Today, in my class of set theory, my professor said that replacement axiom doesn't true in the structure $(\omega, \in)$. However, I think that he was wrong and here is my proof.
First the axiom form that I use is the following: Let $\phi(x,y,A,w_1,\dots,w_n)$ be a formula in the language of set theory where $x,y,A,w_1,\dots,w_n$ are parameters. So, replacement axiom says:
$$
\forall A,w_1,\dots,w_n(\forall x\in A\exists! y\phi\rightarrow\exists Y\forall x\in A\exists y\in Y\phi).
$$
Now, let $\phi$ a formula as above and take $A,w_1,\dots,w_n\in \omega$. Also, suppose that $\forall x\in A\exists!\phi$. As $A$ is a natural number, $A=\{0,1,\dots,A-1\}$. Now, define $y_k\in\omega$ as the unique element such that $\phi(k,y_k,w_1,\dots,w_n)$ where $k\in A$.
If we take $Y=\max\{y_1,\dots,y_{A-1}\}+1$, then $\forall x\in A\exists y\in Y\phi$. So, the axiom holds.

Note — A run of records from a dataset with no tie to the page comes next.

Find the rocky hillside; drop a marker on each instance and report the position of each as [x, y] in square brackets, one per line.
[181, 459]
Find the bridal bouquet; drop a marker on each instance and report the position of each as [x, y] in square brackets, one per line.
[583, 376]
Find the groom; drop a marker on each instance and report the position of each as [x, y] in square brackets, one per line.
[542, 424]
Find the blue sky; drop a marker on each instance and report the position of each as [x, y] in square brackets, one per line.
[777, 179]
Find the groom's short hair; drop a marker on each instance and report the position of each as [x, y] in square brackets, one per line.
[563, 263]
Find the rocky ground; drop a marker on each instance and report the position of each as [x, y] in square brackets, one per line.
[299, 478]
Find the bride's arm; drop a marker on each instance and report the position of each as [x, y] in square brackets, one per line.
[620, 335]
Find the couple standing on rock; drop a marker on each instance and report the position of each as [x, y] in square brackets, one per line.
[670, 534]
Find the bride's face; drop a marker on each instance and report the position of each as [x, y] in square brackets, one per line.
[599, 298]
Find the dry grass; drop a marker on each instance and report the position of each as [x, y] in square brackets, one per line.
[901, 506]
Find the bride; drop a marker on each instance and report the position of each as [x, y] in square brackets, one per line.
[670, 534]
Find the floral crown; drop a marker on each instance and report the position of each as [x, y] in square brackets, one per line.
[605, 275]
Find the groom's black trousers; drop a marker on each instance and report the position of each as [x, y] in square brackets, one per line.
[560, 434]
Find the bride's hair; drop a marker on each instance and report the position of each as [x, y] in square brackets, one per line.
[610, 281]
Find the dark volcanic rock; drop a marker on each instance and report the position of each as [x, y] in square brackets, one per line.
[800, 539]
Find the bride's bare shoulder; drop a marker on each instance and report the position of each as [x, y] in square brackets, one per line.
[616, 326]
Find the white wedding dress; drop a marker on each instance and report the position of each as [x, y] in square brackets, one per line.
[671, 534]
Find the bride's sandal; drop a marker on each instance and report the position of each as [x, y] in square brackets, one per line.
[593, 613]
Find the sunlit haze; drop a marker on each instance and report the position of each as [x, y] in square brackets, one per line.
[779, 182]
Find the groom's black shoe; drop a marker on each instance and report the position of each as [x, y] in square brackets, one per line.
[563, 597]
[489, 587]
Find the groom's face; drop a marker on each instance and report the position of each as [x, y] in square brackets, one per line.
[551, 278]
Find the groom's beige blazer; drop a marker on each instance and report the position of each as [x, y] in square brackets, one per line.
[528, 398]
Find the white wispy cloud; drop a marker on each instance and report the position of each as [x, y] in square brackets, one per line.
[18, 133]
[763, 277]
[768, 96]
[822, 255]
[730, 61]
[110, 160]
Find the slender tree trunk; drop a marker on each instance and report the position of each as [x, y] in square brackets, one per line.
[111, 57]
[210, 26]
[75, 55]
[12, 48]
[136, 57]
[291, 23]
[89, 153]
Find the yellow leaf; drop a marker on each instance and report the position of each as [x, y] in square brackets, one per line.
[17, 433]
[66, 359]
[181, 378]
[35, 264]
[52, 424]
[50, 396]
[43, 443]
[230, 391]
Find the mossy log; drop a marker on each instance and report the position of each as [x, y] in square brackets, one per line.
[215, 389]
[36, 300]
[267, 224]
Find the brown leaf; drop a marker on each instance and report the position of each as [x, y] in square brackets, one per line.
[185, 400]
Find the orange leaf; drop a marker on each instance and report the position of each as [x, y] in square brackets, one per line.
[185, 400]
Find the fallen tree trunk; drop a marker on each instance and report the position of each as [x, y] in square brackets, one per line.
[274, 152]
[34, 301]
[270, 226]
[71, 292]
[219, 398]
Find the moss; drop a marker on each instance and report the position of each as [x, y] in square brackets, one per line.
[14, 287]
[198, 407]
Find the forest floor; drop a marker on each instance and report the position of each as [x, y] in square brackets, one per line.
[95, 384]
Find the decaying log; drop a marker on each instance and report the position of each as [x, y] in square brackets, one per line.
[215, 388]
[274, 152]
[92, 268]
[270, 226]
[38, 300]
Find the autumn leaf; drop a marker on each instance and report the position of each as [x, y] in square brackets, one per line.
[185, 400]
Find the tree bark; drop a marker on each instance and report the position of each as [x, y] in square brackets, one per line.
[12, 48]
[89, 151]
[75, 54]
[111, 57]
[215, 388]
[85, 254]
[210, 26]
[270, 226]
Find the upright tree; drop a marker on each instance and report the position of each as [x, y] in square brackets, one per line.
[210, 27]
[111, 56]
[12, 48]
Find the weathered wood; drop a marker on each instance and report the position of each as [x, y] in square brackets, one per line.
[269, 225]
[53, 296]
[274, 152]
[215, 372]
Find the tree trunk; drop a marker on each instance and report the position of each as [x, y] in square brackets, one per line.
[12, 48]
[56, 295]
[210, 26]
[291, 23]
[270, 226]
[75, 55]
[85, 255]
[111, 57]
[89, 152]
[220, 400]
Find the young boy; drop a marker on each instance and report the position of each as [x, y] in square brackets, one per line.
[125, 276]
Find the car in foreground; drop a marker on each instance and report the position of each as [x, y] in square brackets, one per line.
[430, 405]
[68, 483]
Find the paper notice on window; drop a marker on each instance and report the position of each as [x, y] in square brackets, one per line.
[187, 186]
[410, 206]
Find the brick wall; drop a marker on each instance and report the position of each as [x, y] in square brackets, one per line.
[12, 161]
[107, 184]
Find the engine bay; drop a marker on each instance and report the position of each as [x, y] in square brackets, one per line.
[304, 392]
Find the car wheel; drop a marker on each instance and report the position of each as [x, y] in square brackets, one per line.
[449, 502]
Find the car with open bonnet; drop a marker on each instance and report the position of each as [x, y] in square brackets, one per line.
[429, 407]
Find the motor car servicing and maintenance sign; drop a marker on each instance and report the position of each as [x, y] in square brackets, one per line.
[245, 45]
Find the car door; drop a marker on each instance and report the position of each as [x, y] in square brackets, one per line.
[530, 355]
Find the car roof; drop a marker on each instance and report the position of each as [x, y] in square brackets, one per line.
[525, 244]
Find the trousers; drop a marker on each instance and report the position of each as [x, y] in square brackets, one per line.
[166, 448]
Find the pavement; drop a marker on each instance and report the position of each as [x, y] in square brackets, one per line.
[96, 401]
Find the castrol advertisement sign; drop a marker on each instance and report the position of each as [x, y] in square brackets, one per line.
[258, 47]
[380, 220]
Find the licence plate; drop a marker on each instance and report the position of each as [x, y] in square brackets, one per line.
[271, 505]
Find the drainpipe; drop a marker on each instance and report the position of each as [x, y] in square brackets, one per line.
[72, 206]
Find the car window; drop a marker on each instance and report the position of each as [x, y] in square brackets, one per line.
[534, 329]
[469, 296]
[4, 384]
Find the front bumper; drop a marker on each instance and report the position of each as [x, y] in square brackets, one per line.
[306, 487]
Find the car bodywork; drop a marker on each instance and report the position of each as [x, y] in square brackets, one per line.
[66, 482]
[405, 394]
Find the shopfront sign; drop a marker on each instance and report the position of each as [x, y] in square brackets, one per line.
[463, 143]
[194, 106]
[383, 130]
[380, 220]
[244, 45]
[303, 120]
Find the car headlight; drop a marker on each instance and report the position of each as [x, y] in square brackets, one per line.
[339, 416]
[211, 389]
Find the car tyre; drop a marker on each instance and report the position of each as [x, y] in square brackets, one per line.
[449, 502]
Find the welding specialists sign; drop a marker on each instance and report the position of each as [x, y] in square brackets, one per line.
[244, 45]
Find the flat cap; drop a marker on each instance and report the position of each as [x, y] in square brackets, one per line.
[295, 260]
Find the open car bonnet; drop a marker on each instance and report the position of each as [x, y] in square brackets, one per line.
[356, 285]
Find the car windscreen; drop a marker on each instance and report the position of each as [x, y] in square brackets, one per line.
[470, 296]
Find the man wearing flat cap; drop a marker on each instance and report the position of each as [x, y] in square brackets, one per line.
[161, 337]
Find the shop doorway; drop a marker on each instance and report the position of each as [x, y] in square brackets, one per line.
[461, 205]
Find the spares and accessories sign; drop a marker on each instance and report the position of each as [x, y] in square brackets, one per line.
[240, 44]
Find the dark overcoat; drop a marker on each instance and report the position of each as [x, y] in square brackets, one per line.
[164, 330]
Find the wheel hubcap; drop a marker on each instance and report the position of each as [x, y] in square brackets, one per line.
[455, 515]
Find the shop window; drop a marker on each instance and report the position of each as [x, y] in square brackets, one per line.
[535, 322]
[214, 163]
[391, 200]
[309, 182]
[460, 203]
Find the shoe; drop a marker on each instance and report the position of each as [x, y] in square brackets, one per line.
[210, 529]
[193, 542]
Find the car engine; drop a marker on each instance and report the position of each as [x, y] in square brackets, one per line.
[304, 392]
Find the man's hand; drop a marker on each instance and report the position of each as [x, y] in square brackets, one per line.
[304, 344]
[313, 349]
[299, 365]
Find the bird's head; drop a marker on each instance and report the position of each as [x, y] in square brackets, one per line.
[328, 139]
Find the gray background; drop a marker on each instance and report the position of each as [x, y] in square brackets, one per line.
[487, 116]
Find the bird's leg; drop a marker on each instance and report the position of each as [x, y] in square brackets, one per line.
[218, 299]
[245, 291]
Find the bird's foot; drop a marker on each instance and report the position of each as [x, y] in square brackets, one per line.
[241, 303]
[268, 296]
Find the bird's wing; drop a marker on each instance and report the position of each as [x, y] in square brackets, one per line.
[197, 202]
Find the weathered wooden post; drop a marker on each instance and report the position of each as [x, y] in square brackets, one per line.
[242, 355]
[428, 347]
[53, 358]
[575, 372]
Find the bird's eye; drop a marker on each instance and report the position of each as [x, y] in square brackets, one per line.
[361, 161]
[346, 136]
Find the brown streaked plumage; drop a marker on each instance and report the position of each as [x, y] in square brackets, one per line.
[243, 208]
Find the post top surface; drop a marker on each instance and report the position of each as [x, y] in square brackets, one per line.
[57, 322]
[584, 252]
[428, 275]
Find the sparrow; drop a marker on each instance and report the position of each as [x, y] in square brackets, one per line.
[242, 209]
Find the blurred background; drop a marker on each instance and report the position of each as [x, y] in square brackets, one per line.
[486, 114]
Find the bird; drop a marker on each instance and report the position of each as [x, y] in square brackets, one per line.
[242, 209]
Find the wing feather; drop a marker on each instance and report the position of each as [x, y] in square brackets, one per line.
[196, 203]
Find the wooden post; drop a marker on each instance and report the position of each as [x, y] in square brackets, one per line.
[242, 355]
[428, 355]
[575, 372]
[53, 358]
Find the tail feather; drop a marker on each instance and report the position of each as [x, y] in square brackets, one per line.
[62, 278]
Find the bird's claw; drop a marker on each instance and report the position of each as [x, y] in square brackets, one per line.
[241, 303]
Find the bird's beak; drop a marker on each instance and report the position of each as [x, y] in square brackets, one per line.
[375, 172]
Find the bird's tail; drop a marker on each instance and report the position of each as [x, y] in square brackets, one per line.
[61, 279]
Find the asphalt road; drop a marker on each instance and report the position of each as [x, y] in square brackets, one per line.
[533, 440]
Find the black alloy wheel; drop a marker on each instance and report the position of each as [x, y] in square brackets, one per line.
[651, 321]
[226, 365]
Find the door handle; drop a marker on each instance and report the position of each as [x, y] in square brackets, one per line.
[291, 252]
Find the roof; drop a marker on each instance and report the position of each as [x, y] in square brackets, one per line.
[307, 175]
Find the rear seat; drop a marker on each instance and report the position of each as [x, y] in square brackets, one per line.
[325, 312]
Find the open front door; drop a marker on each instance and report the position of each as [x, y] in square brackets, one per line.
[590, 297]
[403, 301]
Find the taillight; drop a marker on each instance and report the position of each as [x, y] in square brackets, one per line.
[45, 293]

Is there some mistake in my argument?
Best Answer
The axiom that you called "replacement" in the question is true in $(\omega\in)$, but its usual name is "collection", not "replacement". The axiom usually called "replacement" is false in $(\omega,\in)$, as shown in Robert Shore's answer.